Raspberry Pi Goes on Sale – Breaks Interwebs
More little Linux computer news – The Raspberry Pi is a £20 computer which is capable of outputting Blu-ray quality video to your TV but small enough to fit in the palm of your hand and is available NOW!
Ok, just because it’s on sale now that doesn’t mean it’s easy to get a piece of Raspberry Pi.
Raspberry Pi and the component manufacturer that’s selling the unit, RS Component, are both the top trending topics on Twitter right now. This is great news for the device and all involved, not such good news for their websites which have been royally spanked.
If you want to grab one, head to RS Components, search for Raspberry Pi and register your interest now for when the sale opens properly later today.
element14, the first collaborative community and electronics store for design engineers and electronics enthusiasts today announced a global distribution deal with the Raspberry Pi Foundation to offer its ground-breaking credit card sized computer.
Distributor,Premier Farnell, has today announced a global distribution deal with the Raspberry Pi Foundation to offer its ground-breaking credit card sized computer. The element14 Community will support the conversations, debate and sharing of knowledge and information from the anticipated flood of enthusiastic developers and first-time programmers keen to get the most from their Raspberry Pi.
Harriet Green, CEO of Premier Farnell, the company behind element14, said: “This partnership brings together the world’s biggest online design engineer community with one of the most exciting electronic/embedded computing products to be launched for decades. We believe it will provide the catalyst for a programming revolution. The opportunity to engage a new generation of engineers and computer experts is very much in our sweet spot as a company.
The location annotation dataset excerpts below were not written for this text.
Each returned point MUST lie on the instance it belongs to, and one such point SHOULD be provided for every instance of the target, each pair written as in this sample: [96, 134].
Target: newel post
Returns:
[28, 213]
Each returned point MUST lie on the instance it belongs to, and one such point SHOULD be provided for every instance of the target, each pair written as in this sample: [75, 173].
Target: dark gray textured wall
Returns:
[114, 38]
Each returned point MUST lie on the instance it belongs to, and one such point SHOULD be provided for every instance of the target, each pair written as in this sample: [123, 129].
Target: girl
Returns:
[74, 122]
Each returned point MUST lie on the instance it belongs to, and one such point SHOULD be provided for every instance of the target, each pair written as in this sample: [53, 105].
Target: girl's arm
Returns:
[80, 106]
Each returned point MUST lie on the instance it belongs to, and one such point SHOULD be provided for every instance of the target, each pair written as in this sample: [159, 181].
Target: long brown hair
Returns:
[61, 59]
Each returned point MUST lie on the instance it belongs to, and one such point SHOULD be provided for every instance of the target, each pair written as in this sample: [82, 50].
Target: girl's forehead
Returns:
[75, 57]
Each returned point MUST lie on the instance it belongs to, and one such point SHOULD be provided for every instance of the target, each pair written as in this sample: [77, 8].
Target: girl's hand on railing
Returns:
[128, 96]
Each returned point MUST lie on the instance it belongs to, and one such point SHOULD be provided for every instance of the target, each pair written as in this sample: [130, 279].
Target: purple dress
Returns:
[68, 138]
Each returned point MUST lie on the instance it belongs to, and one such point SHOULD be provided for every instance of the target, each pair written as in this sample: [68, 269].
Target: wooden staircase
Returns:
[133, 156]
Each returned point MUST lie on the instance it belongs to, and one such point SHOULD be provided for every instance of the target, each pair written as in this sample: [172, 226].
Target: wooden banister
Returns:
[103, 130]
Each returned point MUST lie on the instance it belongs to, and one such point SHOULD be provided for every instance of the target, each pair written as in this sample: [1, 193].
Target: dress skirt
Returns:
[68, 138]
Through our element14 Community we will encourage everyone from developers, modders, coders and programmers to discuss, share and develop their ideas and fully utilise the game-changing potential of the Raspberry Pi computer.”
The Raspberry Pi model B comes with two USB 2.0 ports, 256MB RAM, an Ethernet port and an HDMI out socket, and will set you back a mere £21.60.
Watch Harriet Green interview Rob Mullis here.
It runs on a 700MHz processor and will play nice with tasks like word processing and has enough juice to output Full HD video to your TV via the HDMI port.
The Pi, which isn’t much bigger than a credit card and doesn’t come in a slinky case like FXI’s Cotton Candy, is designed as a charitable pursuit by the Raspberry Pi foundation. It hopes the low price and ability to develop both the Linux software and the hardware will see the Pi become an educational tool to get kids interested in computer science again.
Pi founder Eben Upton noticed a severe lack of young people applying to study computing in university and concluded that part of the reason is that computers and games consoles today are often extremely expensive, and are locked down to prevent people from tinkering.
Eben Upton, co-founder of the Raspberry Pi Foundation, commented: “The decline in core computing skills is something we really want to address with Raspberry Pi and the way the element14 Community supports developers of all skill levels makes it a really strong partner in tackling this issue. Overcoming the students’ fear of programming for the first time is a critical step in unlocking the full potential of the smartest people in any industry. I have no doubt that having the support of a community of like-minded developers will be a catalyst for success.”
With such a low price, schools could afford to buy numerous Pis and let kids go wild with their soldering irons.